Fenomena 'Kumenthus Ora Pecus' di Dunia Kerja
KABAR HARIAN


Fenomena 'Kumenthus Ora Pecus' di Dunia Kerja. Gambar Ilustrasi: Tim Redaksi
KabarBaik – Setiap organisasi memiliki individu yang tampak paling vokal dalam rapat, sering mengutip aturan, serta memberi kritik tajam terhadap kebijakan. Namun, ketika tiba saatnya bekerja, kontribusinya hampir tidak terlihat. Ada pula anggota yang sekadar menempel pada organisasi demi kepentingan pribadi, hadir dalam forum penting, tetapi tidak berperan dalam eksekusi program.
Fenomena ini dijelaskan oleh Adam Grant dalam Give and Take (2013), yang mengklasifikasikan individu dalam organisasi menjadi tiga tipe: giver (yang bekerja demi kepentingan bersama), taker (yang hanya mencari keuntungan pribadi), dan matcher (yang berusaha menyeimbangkan antara memberi dan mengambil). Grant menemukan bahwa banyak organisasi mengalami stagnasi akibat dominasi taker, individu yang mahir membangun citra tetapi minim kontribusi nyata.
Dr. Max Atkinson dalam Lend Me Your Ears: All You Need to Know About Making Speeches and Presentations (2004) menjelaskan bahwa keterampilan berbicara yang persuasif sering kali dikaitkan dengan efektivitas kepemimpinan. Namun, studi Pfeffer & Sutton dalam The Knowing-Doing Gap (2000) menunjukkan bahwa banyak organisasi lebih menghargai individu yang fasih berbicara daripada yang benar-benar menghasilkan perubahan.
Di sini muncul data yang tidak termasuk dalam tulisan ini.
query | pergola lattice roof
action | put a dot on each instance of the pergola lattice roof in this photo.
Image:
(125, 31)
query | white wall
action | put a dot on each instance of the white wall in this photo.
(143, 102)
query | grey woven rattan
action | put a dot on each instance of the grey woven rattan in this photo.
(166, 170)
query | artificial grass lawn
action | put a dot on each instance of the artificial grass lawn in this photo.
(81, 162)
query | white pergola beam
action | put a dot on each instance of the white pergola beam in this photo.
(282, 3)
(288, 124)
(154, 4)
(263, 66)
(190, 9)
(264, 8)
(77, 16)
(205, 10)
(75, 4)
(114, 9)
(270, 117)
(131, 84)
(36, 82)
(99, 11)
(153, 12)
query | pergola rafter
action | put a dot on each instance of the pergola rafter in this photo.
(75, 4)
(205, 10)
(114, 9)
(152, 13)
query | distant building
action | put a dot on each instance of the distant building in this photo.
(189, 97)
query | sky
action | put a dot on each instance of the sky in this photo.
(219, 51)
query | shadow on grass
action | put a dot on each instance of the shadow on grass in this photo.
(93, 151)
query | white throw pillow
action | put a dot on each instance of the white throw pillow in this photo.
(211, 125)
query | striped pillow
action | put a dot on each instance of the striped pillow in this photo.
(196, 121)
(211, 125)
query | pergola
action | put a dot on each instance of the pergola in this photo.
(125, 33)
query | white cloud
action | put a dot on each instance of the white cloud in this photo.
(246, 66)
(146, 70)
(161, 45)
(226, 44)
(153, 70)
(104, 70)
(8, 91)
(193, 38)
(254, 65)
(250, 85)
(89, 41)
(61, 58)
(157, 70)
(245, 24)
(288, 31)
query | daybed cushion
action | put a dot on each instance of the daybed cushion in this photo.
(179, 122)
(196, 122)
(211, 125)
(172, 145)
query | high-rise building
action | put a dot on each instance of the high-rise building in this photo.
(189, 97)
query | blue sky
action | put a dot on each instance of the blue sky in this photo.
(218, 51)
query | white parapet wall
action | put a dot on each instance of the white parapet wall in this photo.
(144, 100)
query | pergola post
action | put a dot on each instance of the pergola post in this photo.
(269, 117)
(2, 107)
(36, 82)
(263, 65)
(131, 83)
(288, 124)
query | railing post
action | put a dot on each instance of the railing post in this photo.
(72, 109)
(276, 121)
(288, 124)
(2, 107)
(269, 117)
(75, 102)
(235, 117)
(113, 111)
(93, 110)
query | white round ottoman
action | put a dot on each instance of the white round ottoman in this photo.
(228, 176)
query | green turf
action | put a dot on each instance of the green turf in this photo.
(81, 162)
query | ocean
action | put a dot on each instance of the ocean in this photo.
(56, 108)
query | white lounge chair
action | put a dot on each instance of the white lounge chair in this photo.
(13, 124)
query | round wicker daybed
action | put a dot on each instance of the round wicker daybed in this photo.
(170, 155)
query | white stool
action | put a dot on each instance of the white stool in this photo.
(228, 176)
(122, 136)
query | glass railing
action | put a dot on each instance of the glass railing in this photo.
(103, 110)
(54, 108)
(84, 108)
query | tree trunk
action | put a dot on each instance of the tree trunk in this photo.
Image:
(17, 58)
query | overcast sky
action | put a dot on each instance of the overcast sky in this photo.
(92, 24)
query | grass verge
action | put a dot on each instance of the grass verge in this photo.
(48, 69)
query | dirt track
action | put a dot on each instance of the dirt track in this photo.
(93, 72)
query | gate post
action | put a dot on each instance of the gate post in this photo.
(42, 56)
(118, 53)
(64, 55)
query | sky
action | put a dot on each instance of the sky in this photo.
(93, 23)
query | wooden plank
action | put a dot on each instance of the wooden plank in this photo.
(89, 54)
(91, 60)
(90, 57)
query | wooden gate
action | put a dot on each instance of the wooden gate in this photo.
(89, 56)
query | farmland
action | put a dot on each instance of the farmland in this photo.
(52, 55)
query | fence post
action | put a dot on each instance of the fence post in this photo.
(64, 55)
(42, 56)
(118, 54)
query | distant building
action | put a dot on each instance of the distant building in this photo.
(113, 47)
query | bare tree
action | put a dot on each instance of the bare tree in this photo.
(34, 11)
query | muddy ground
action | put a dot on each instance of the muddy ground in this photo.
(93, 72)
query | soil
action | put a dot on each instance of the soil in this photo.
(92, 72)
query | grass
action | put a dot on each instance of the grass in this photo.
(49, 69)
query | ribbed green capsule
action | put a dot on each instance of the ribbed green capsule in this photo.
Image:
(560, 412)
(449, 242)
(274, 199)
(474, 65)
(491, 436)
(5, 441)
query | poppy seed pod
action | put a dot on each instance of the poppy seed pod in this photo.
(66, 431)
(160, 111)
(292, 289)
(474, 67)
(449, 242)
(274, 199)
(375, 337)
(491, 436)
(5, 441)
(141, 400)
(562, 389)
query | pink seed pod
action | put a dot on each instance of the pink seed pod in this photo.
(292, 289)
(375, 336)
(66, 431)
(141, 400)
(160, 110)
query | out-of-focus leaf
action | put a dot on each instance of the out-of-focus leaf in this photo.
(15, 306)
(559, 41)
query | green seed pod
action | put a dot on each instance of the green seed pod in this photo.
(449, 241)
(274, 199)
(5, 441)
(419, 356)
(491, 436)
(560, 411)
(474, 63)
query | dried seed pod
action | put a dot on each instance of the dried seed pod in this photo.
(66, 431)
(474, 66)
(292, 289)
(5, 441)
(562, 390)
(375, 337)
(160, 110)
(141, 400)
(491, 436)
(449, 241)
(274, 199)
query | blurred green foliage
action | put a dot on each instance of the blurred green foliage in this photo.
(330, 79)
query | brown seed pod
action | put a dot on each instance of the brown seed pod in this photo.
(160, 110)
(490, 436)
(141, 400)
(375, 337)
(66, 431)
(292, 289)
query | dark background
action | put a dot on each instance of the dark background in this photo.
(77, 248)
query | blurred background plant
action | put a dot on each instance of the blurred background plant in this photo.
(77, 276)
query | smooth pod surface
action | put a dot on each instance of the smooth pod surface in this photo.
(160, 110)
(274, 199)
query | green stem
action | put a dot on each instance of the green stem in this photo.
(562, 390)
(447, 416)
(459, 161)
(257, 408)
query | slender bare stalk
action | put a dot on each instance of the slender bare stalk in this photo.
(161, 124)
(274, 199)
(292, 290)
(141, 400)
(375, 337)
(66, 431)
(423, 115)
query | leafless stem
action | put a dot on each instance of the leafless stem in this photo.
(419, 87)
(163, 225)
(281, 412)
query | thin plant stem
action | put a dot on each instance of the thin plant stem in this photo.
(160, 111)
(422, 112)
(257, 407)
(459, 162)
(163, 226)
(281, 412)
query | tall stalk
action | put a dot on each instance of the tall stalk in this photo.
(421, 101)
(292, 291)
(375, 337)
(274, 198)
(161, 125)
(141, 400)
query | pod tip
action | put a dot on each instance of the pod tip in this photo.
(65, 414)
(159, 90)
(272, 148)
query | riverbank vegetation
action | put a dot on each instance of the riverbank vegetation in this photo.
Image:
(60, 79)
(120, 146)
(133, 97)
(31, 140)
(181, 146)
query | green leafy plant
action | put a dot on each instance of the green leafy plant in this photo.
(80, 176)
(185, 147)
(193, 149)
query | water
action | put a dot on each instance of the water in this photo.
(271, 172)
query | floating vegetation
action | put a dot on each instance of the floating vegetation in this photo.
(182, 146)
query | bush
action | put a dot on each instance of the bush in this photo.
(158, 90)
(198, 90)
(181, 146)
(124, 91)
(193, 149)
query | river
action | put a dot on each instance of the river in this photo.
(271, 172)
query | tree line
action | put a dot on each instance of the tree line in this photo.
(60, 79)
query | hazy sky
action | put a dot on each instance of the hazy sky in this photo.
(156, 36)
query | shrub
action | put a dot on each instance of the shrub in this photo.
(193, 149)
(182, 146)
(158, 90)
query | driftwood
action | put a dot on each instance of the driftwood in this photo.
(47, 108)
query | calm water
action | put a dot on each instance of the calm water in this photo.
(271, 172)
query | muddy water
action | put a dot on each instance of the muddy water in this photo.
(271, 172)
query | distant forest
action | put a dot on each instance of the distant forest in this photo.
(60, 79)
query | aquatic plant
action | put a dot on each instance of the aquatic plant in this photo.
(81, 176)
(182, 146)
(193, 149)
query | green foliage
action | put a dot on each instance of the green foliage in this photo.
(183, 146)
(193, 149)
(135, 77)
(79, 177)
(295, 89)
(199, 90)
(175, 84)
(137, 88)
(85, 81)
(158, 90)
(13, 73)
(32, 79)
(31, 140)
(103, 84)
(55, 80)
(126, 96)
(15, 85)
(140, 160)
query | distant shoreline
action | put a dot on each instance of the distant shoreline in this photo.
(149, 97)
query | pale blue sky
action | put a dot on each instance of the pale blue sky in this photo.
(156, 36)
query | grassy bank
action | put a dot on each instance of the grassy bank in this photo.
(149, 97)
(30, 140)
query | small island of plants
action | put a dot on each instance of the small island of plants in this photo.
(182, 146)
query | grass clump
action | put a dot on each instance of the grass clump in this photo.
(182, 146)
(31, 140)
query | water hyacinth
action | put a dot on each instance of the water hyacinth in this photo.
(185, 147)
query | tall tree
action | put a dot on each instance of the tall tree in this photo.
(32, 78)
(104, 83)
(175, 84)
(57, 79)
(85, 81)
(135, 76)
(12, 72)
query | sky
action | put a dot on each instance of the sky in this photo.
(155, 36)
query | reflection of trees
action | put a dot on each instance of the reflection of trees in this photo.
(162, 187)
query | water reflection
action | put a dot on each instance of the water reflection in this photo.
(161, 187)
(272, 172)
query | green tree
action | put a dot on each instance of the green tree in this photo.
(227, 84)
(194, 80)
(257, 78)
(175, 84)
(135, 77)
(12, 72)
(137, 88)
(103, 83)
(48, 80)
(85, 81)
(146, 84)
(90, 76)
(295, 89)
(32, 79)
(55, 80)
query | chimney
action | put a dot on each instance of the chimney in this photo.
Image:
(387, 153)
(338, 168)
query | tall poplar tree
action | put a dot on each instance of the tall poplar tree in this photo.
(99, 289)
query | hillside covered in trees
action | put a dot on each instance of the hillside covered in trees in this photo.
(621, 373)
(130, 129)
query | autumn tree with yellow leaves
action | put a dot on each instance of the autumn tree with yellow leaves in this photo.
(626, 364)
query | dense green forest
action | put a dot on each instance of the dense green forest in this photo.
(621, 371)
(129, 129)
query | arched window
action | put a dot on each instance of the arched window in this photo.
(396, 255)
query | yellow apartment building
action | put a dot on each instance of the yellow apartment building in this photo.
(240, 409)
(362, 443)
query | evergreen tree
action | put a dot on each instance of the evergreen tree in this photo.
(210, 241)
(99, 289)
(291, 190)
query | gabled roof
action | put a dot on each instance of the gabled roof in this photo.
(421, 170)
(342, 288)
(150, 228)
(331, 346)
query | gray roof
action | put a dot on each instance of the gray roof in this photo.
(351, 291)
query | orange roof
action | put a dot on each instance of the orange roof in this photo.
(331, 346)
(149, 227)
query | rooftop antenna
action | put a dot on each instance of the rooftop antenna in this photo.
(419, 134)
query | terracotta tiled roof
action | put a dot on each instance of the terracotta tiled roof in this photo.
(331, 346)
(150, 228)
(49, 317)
“Di banyak organisasi, ada kecenderungan untuk menganggap berbicara sebagai tindakan. Semakin sering seseorang berbicara dalam rapat, semakin besar kesan bahwa ia telah bekerja, padahal tidak selalu demikian,” tulis Pfeffer & Sutton.
Hal ini diperkuat oleh studi yang dipublikasikan dalam Journal of Organizational Behavior (2021), yang menemukan bahwa individu dengan keterampilan komunikasi tinggi cenderung mendapatkan promosi lebih cepat, meskipun produktivitas mereka tidak selalu tinggi.
Penelitian dari Harvard Business Review (2022) mengungkap bahwa fenomena "banyak bicara, minim kerja" juga terjadi di banyak perusahaan global. Pemimpin yang fasih berbicara sering kali lebih dihargai dibanding mereka yang fokus pada hasil konkret.
Dalam politik, sejarawan Doris Kearns Goodwin dalam Leadership in Turbulent Times (2018) menggarisbawahi bahwa pemimpin besar seperti Abraham Lincoln dan Franklin D. Roosevelt tidak hanya pandai berbicara, tetapi juga memiliki rekam jejak aksi yang solid. Sebaliknya, pemimpin yang lebih dikenal karena retorika populis sering kali gagal dalam implementasi kebijakan yang efektif.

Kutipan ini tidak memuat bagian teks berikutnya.